Centenary Celebrations: how it all started


It has taken me a week to write something on our centenary celebration and my installation as bishop of Manzini. It was not easy. There's so much to share about it...

It all started a year ago when I happened to read that the first Catholic missionaries, members of the Order of the Servants of Mary, arrived in Swaziland on 27th January 1914. I felt it would be a great occasion for the diocese to renew once again her missionary commitment. 

The journey towards the centenary celebration was most of all about us called to be missionary disciples. It included a number of meetings and initiatives: a publication where each parish would give her contribution sharing on her own history, a census that will give us a better picture of the number of Catholics in Swaziland, a report from parishes on their local missionary activities... and, certainly, the preparation of the centenary Mass.

In that process, the bishops of the Southern African Catholic Bishops' Conference (SACBC)  confirmed that they would attend the Mass. Later on they decided the plenary session would be held in Swaziland for the first time in history.
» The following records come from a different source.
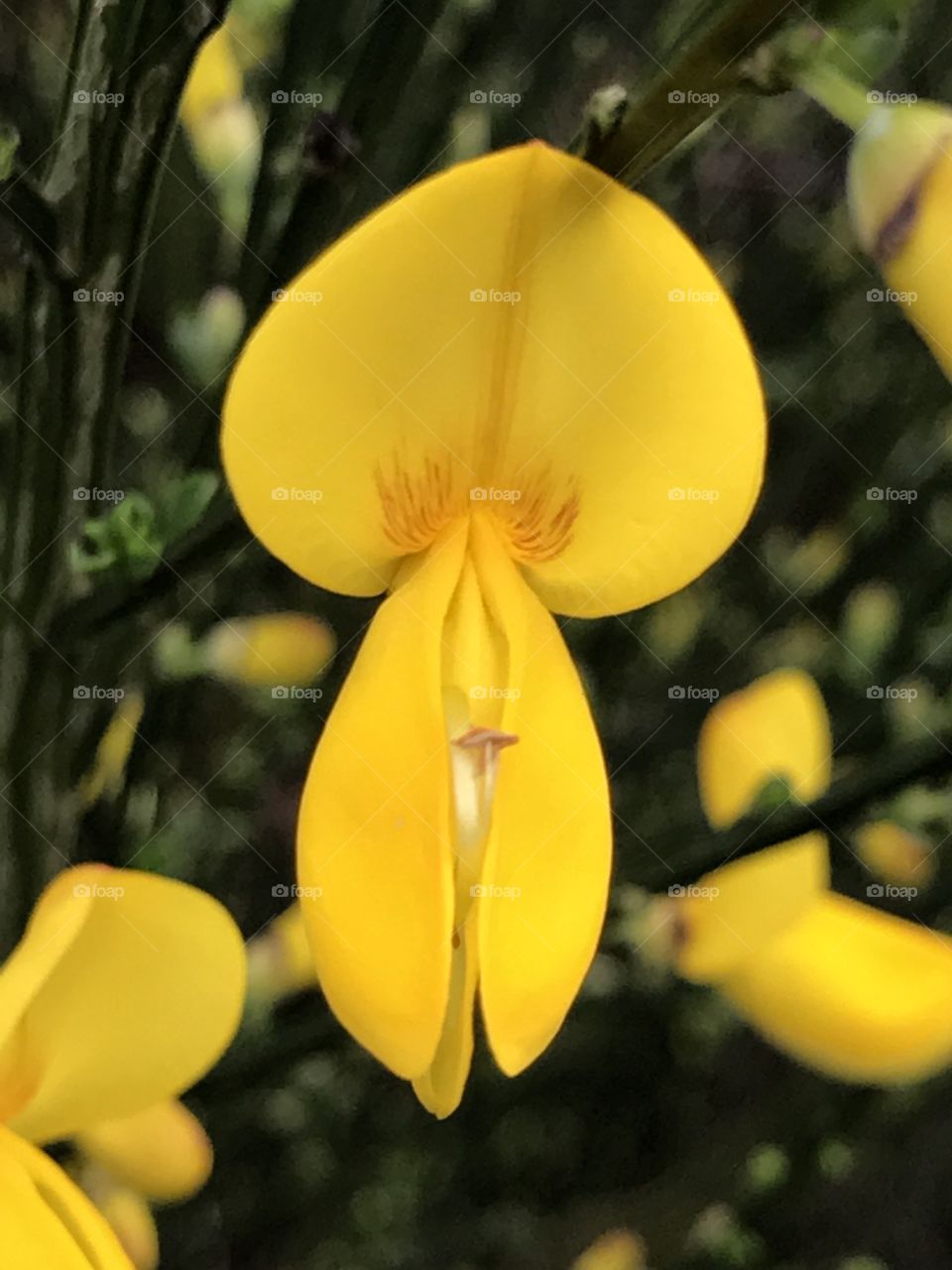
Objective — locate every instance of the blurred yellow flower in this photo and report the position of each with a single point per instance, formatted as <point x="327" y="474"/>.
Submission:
<point x="775" y="726"/>
<point x="131" y="1219"/>
<point x="270" y="651"/>
<point x="123" y="991"/>
<point x="280" y="959"/>
<point x="617" y="1250"/>
<point x="516" y="389"/>
<point x="853" y="992"/>
<point x="159" y="1155"/>
<point x="900" y="195"/>
<point x="213" y="81"/>
<point x="163" y="1152"/>
<point x="895" y="855"/>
By the end of last year I was appointed bishop of the diocese of Manzini. The celebration in January would then gather both the centenary and my installation. 
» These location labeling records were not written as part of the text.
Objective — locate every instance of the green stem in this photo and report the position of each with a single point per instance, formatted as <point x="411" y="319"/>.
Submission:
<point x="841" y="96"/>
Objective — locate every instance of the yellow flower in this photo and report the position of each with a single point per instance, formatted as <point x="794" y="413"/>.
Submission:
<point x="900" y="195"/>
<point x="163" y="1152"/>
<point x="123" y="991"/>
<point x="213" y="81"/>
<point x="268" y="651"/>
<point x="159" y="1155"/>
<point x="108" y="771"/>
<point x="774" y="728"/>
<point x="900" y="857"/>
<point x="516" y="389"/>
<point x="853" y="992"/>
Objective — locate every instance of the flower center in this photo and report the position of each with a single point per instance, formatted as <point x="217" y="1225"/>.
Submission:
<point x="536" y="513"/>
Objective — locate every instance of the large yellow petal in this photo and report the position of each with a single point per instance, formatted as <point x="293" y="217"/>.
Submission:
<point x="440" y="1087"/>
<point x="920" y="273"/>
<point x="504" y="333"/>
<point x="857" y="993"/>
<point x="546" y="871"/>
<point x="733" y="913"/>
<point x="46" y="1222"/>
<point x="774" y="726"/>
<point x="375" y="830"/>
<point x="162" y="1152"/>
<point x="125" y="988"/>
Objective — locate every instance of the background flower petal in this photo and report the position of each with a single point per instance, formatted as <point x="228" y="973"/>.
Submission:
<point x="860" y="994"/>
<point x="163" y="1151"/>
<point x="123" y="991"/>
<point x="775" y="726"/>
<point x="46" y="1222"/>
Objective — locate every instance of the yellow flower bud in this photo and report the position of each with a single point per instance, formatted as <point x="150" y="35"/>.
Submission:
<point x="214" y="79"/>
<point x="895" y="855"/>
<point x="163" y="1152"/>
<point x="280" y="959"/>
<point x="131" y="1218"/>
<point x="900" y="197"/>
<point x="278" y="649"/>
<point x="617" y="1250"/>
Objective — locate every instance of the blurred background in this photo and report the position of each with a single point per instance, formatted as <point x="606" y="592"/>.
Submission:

Together with the bishops, his Majesty King Mswati III accepted our invitation together with His Excellency the Prime Minister and a number of members of cabinet. 
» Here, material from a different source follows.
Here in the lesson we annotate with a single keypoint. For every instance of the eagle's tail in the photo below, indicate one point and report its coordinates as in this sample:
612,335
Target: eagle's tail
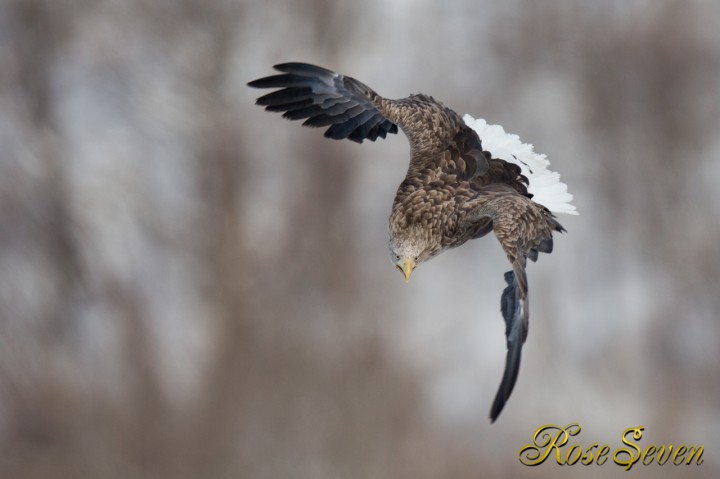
544,184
The media helped us share the good news with everyone in the country. Swazi TV confirmed the celebration would be broadcasted life.

The event was becoming bigger and bigger, more and more important.

Still... we never thought the venue would not be big enough. Until October it was clear that everything would be done at the Cathedral but we then decided to move it to the “Bosco Youth Centre” so that we would not have some people inside and others outside as it happened in other occasions. Being so much bigger we never expected to fill it. We just wanted to be all of us inside, celebrating together.

The truth is that before the beginning of the Mass, the place was already packed Though a thousand chairs had been added and people crowded the corridors, many people could not find a way of getting in.